# Kindle Newbies: The Free Tor Books You Missed



## quickfics (Oct 27, 2008)

For those who are latecomers, Tor released a bunch of really high-quality books (science fiction and fantasy) in various e-book formats as a free promotion ramping up to the launch of their new website tor.com. The Google group Kindleholics Anonymous has archived those releases here:

http://groups.google.com/group/kindleaholics-anonymous/files?hl=en

Please ignore anything that isn't .PRC format. They recently got spammed with purveyors of porn, and, by all appearances, the group has been abandoned. Now's the time to snap them up before it gets seedier over there. Or, if seedy is your thing, then you may enjoy it.

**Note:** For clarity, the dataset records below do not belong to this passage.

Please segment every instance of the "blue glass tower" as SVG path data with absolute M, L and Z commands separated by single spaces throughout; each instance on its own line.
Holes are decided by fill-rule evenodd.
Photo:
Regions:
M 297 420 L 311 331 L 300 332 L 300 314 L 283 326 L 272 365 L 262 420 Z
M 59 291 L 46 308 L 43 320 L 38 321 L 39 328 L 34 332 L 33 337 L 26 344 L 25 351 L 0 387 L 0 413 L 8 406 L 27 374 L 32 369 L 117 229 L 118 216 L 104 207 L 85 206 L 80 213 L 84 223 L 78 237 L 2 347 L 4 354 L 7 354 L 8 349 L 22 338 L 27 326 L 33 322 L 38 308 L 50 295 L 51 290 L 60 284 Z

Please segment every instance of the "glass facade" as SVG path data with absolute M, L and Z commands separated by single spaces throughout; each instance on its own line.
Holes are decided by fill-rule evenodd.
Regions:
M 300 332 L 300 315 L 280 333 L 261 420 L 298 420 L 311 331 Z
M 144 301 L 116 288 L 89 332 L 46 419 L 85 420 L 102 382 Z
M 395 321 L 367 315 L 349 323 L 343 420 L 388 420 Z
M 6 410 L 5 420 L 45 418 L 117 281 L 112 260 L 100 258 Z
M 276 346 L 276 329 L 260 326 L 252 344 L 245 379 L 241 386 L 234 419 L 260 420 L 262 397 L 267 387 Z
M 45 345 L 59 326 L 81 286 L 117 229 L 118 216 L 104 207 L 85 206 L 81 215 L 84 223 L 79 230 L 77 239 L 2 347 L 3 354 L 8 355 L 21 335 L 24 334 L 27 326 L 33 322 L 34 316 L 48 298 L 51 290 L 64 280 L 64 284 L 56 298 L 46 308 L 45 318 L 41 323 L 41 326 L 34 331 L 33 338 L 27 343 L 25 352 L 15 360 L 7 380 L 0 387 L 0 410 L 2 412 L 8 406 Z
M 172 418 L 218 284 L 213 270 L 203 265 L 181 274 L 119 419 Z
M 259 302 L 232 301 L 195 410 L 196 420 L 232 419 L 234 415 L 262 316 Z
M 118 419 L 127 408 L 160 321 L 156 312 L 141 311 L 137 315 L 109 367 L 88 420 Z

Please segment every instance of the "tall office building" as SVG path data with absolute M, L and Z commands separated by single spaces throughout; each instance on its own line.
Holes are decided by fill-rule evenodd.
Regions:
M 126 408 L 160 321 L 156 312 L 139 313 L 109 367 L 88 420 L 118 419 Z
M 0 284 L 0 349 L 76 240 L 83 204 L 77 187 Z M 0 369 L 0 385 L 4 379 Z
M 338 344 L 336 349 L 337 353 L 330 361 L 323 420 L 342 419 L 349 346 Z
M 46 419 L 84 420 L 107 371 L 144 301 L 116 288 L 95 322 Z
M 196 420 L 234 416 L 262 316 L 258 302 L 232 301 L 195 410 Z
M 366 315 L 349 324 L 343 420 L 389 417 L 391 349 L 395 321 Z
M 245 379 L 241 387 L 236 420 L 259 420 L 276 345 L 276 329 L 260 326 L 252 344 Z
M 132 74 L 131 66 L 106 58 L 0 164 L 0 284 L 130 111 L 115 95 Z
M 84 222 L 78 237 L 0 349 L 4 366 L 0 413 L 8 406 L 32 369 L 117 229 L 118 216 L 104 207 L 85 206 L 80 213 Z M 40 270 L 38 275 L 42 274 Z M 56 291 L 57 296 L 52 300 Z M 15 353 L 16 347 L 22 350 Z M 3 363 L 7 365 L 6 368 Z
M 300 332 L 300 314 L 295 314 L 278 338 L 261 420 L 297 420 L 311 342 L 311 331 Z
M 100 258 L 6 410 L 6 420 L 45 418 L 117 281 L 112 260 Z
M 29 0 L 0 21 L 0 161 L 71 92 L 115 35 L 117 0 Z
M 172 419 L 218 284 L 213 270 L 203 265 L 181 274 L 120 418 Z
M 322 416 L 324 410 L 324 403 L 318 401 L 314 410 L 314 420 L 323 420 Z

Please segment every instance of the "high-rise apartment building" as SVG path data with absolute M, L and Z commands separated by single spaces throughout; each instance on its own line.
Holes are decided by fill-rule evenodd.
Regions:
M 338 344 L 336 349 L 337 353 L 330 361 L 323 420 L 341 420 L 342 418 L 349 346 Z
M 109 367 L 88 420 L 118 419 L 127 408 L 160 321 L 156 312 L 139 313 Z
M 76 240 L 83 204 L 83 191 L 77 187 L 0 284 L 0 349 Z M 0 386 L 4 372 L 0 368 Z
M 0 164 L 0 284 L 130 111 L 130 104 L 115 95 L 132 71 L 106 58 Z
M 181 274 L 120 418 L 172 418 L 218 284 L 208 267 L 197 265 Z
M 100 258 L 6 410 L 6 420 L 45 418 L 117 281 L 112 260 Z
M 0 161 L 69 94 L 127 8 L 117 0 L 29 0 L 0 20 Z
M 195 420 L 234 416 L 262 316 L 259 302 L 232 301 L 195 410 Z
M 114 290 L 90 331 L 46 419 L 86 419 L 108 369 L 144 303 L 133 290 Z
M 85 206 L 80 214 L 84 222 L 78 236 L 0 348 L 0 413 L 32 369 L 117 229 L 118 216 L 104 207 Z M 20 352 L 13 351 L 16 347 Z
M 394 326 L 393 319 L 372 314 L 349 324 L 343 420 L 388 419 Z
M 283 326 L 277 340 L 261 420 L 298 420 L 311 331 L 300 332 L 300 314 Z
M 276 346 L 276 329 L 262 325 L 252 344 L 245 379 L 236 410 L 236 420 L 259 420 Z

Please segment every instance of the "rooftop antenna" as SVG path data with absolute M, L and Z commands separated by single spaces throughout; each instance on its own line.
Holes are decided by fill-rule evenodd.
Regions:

Do become a member of the Tor site. It's free, and, of late, they've been giving away at least one e-book each month.


----------



## Khabita (Oct 28, 2008)

Wow! Thanks! Any recommendations? There are quite a few books over there. I guess I could just download them all, but if anyone has a recommendation let me know.


----------



## Leslie (Apr 7, 2008)

Khabita said:


> Wow! Thanks! Any recommendations? There are quite a few books over there. I guess I could just download them all, but if anyone has a recommendation let me know.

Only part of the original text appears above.